Part of the motivation for my research stems from a beautiful, geometric way of studying those features of spaces which are detectable using one-dimensional loops. The key concept is called parallel transport; it plays an important role in Differential Geometry, Einstein’s General Relativity and particle physics.

Here is a one-paragraph crash course on parallel transport: a parallel transport is a rule for how we transport and compare data along any path in our space (by solving a particular differential equation). It needs to be such that if we cut a path into two smaller pieces, transporting data along the first piece and then along the second is the same as transporting along the entire path. Given any two points x and y in our space, the parallel transport along two different paths from x to y will, in general, be different. Some parallel transports, however, have the property that they give the same result whenever the two paths can be deformed into each other without breaking or cutting them. These parallel transports are called flat. (In General Relativity the failure of a certain parallel transport to be flat provides a measure for the mysterious curvature of space-time.)

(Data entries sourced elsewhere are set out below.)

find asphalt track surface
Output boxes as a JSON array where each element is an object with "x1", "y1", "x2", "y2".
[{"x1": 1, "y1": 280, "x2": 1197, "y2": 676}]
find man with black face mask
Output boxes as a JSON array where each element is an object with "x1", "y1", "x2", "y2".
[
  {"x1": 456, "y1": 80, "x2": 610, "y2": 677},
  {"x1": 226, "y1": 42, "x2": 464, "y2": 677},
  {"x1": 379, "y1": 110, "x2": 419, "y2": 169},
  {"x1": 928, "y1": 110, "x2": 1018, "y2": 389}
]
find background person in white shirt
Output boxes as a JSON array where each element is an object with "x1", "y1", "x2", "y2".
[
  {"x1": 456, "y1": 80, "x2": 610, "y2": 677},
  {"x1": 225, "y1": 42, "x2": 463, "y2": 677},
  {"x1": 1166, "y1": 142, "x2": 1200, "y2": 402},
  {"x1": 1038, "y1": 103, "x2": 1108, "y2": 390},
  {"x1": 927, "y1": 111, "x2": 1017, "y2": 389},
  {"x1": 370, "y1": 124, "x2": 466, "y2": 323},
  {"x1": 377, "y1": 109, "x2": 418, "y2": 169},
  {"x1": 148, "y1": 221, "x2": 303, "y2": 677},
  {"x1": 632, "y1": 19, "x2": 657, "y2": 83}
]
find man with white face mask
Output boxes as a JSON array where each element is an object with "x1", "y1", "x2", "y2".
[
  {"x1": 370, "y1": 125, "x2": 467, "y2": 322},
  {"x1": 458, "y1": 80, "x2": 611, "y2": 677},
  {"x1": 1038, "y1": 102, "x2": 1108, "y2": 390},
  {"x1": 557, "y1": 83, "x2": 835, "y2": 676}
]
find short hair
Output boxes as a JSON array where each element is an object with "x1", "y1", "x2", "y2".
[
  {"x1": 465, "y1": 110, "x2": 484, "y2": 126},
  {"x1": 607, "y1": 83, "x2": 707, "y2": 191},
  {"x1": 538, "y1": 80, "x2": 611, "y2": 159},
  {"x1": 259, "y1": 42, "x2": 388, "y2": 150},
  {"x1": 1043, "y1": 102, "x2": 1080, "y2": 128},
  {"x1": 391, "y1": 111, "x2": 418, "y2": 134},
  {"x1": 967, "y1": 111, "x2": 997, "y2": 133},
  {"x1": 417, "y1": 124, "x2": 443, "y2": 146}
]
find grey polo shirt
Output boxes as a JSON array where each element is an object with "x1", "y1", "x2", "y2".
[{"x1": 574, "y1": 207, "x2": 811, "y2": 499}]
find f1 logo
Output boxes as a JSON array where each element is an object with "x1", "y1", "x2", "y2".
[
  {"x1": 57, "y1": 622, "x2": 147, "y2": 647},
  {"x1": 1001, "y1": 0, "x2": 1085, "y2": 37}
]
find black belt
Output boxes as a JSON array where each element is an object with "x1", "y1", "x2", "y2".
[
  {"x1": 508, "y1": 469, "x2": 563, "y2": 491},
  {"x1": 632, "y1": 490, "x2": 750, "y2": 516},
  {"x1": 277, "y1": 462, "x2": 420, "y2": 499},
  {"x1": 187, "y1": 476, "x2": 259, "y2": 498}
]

Now suppose we have some type of data attached to each point in our space, together with a given parallel transport for this type of data. Pick any point x in our space. If we have a path that starts and ends at x (i.e. a loop), parallel transport around it will translate data at x into data at x, but this process might properly change the data! For instance, it might rotate the entire data set. However, if our parallel transport is flat and if we can shrink the loop to a point, then the transport around this loop does nothing to the data. If we cannot shrink the loop to a point—i.e. if there is a hole inside it—transporting around the loop might still produce a non-trivial transformation of our data. The crucial insight is that going around a loop using a flat parallel transport can result in a non-trivial transformation only if there is a hole somewhere inside our loop! In that way, flat parallel transports allow us to test whether a given loop contains a hole.

Aharonov and Bohm’s sketch from their original paper of their experiment to demonstrate the interaction of electrons with the electromagnetic potential

A great example of this concept, which revolutionised the world of physics in 1959, is the Aharonov-Bohm effect: here, very roughly speaking, we take the two-dimensional plane with a hole somewhere. Inside the hole, and only there, we generate a magnetic field perpendicular to the plane. An electron passing along any loop which encloses the hole feels a measurable effect by the magnetic field, even though it never passes through a region where the magnetic field itself is actually non-zero!

An important question I address in my research is how to extend the idea of parallel transport to higher-dimensional objects so that we can use tools from Geometry to study higher-dimensional phenomena in Topology. Parallel transport around loops as above has only limited power: for instance, each loop on the two-dimensional sphere can be shrunk to a point, even though the sphere has a hole (it is hollow!). So one-dimensional loops are unable to detect this hole. Rather, we would need to be able to also transport data along two-dimensional surfaces to detect the hole inside the sphere. Conceptually, this has striking resemblance with certain aspects of string theory, and this has been helpful in the development of two-dimensional parallel transport in the past.

Developing even higher-dimensional cases requires bringing together recent technology from several branches of mathematics such as homotopy and higher category theory, field theory and deformation theory. Fully understood, higher-dimensional parallel transport will not only help us study the topology of spaces at a conceptual level. It also has direct applications in physics, such as to topological phases of matter, and I have recently met colleagues here in Oxford who already apply two-dimensional parallel transport to improve machine learning. In short, developing higher-dimensional parallel transport requires linking several branches of mathematics, but will help advance several branches of science. That, to me, is one of the main fascinations of this topic.